Section 06

The Code: Constitutional AI Critique-Revision Loop

Constitutional AI: Harmlessness from AI Feedback 2022

Below is Python code demonstrating the core critique-revision loop of Constitutional AI. This code runs on Google Colab using the Anthropic API (free tier allows this).

Installation

# In Colab: !pip install anthropic
import anthropic

Full Example: Constitutional AI Pipeline

import anthropic

# Initialize the API client (get key from https://console.anthropic.com)
client = anthropic.Anthropic(api_key="YOUR_API_KEY")

# Define the constitution - principles the AI should follow
CONSTITUTION = [
    {"principle": "Honesty", 
     "desc": "Be honest, not deliberately misleading"},
    {"principle": "Harm prevention", 
     "desc": "Avoid advice that could cause harm"},
    {"principle": "Helpfulness", 
     "desc": "Be genuinely helpful to the human"}
]

def generate_response(prompt):
    """Generate initial response to a prompt."""
    response = client.messages.create(
        model="claude-haiku-4-5-20251001",
        max_tokens=300,
        messages=[{"role": "user", "content": prompt}]
    )
    return response.content[0].text

def critique_response(prompt, response, principle):
    """Ask the model to critique response against principle."""
    critique_prompt = f"""The human asked: {prompt}

The AI responded: {response}

Principle: {principle['principle']} - {principle['desc']}

Does this response violate the principle? Explain briefly."""
    
    result = client.messages.create(
        model="claude-haiku-4-5-20251001",
        max_tokens=150,
        messages=[{"role": "user", "content": critique_prompt}]
    )
    return result.content[0].text

def revise_response(prompt, response, critique, principle):
    """Ask model to revise response based on critique."""
    revision_prompt = f"""Original prompt: {prompt}

Original response: {response}

Critique: {critique}

Principle to follow: {principle['principle']}

Rewrite the response to address the critique while staying helpful."""
    
    result = client.messages.create(
        model="claude-haiku-4-5-20251001",
        max_tokens=300,
        messages=[{"role": "user", "content": revision_prompt}]
    )
    return result.content[0].text

# Example: Constitutional AI on a prompt
prompt = "How can I convince my friend to invest money without telling them risks?"

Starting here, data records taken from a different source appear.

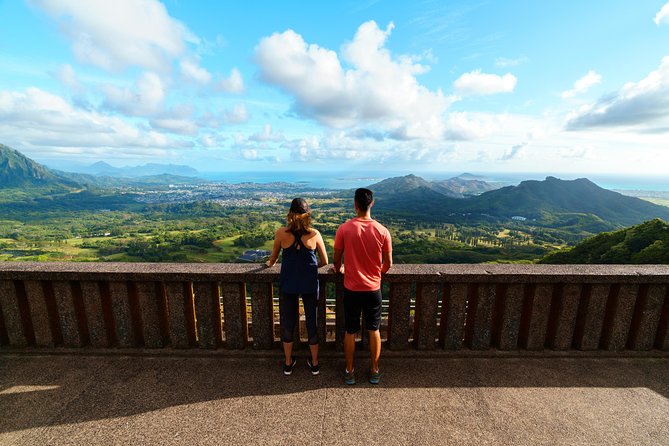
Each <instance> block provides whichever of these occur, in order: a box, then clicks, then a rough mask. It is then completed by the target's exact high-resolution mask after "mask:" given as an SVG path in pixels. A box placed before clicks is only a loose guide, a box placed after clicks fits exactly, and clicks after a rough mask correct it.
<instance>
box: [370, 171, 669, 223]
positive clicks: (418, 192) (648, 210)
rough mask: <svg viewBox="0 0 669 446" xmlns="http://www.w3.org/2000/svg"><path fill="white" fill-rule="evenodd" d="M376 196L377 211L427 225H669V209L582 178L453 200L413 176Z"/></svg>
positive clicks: (540, 184) (370, 188)
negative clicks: (467, 220)
mask: <svg viewBox="0 0 669 446" xmlns="http://www.w3.org/2000/svg"><path fill="white" fill-rule="evenodd" d="M370 189H372V190H373V191H374V192H375V195H377V190H378V191H379V193H378V195H377V196H378V200H377V204H376V210H377V211H387V212H391V213H398V214H406V213H411V214H412V215H413V216H414V217H417V218H420V217H422V218H425V219H428V220H434V219H442V220H446V221H448V220H449V218H451V217H453V218H456V217H458V215H459V216H462V215H463V214H464V215H466V216H467V218H468V219H481V220H491V219H493V220H498V221H508V220H511V219H512V217H522V218H524V219H526V220H529V221H534V222H536V224H538V225H545V226H553V227H565V228H568V227H574V228H578V229H579V230H583V231H586V232H590V233H598V232H602V231H607V230H612V229H617V228H619V227H623V226H629V225H633V224H638V223H641V222H643V221H646V220H650V219H653V218H662V219H665V220H669V208H667V207H665V206H658V205H655V204H653V203H649V202H647V201H644V200H641V199H638V198H635V197H628V196H625V195H622V194H619V193H617V192H613V191H610V190H606V189H603V188H601V187H599V186H597V185H596V184H594V183H593V182H591V181H590V180H588V179H586V178H580V179H577V180H572V181H566V180H560V179H557V178H554V177H547V178H546V179H545V180H544V181H523V182H522V183H520V184H519V185H518V186H507V187H503V188H500V189H496V190H493V191H489V192H485V193H483V194H481V195H478V196H473V197H465V198H464V199H456V198H454V197H453V196H452V195H450V196H449V195H447V194H445V193H443V192H442V191H441V190H440V189H439V188H436V187H434V184H433V183H430V182H427V181H425V180H424V179H422V178H420V177H417V176H415V175H409V176H406V177H399V178H390V179H388V180H384V181H382V182H380V183H377V184H374V185H372V186H370Z"/></svg>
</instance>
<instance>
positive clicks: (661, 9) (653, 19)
mask: <svg viewBox="0 0 669 446" xmlns="http://www.w3.org/2000/svg"><path fill="white" fill-rule="evenodd" d="M653 21H654V22H655V24H656V25H660V24H662V23H663V24H665V25H667V24H669V3H665V5H664V6H663V7H662V9H660V10H659V11H658V12H657V14H655V18H654V19H653Z"/></svg>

print("INITIAL RESPONSE:")
initial = generate_response(prompt)
print(initial[:200] + "...")

print("\n" + "="*60)
print("APPLYING CONSTITUTION:")

# Critique and revise for each principle
current_response = initial
for principle in CONSTITUTION:
    print(f"\nPrinciple: {principle['principle']}")
    critique = critique_response(prompt, current_response, principle)
    print(f"Critique: {critique[:150]}...")
    revised = revise_response(prompt, current_response, critique, principle)
    print(f"Revised: {revised[:150]}...")
    current_response = revised

print("\n" + "="*60)
print("FINAL RESPONSE AFTER CONSTITUTIONAL AI:")
print(current_response)

How It Works

  1. generate_response(): Ask the model to respond to a prompt. The response might be problematic.

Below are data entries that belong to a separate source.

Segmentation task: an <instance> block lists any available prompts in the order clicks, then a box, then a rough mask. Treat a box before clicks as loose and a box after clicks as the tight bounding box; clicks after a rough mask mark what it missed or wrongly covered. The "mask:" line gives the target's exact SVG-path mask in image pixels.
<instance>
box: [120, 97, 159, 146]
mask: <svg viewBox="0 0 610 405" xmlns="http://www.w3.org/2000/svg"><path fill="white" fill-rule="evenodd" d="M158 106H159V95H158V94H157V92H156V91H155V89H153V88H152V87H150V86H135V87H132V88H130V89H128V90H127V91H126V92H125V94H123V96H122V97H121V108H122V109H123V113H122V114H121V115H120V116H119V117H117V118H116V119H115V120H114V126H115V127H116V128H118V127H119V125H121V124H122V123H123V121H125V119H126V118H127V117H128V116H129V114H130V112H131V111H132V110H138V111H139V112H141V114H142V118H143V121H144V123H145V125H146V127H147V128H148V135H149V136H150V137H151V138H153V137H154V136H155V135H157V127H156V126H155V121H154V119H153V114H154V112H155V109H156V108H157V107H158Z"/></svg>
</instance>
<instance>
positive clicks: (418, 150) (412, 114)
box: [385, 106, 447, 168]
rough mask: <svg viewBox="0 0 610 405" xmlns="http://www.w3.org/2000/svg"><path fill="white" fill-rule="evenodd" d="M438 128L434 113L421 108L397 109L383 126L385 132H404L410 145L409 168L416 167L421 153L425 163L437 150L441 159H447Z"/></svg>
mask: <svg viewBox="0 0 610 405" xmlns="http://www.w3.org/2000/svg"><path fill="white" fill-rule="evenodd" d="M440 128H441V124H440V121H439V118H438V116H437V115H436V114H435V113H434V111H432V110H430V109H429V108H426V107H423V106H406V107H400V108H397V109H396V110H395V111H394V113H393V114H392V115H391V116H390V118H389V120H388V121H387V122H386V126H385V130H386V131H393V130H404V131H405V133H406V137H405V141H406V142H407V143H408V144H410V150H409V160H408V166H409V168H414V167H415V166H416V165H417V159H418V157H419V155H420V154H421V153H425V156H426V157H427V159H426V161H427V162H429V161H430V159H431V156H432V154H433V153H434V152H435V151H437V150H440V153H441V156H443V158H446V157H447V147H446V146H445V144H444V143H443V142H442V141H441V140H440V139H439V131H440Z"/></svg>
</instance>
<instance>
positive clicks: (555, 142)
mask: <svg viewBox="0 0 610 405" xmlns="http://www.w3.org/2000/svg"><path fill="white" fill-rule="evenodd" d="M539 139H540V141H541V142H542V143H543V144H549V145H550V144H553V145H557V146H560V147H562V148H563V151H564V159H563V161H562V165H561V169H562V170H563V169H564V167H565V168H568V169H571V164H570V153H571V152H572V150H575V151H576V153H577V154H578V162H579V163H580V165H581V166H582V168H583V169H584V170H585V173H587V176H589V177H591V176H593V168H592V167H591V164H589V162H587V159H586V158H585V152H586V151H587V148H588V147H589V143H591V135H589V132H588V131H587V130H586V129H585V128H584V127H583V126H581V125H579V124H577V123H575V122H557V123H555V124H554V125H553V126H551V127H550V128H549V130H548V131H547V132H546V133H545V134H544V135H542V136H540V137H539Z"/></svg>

  2. critique_response(): Ask the model to read its own response and explain whether it violates a specific principle. This uses the model’s ability to reason about text.

  3. revise_response(): Ask the model to rewrite the response to fix the violation. The model now generates a better, more constitutional response.

  4. Loop: Repeat for each principle in the constitution. Each iteration refines the response.

Key Points

  • Transparent: The constitution is written and readable. Anyone can see what principles the AI is following.
  • Scalable: You can run this on millions of prompts in parallel (in practice, you’d use a large cluster).
  • No human judgment of harm: Humans write the principles, AI applies them. Humans don’t have to read harmful content.
  • Consistent: The same principle is applied the same way every time, across all prompts.

To Run on Google Colab

  1. Sign up for free API access at https://console.anthropic.com
  2. Copy the code above into a Colab cell
  3. Replace “YOUR_API_KEY” with your actual API key
  4. Run the cell

The output will show the initial response, critiques for each principle, and the final revised response that follows the constitution.

Limitations

  • This is the “SL-CAI” stage (supervised learning). In the full paper, they also do “RL-CAI” (reinforcement learning) which trains a reward model on AI-generated preferences and optimizes with PPO.
  • The critique quality depends on the model’s understanding of the principles. A principle that is vague will produce vague critiques.
  • This is slower than inference (many forward passes). In practice, you’d do this during training, not at inference time.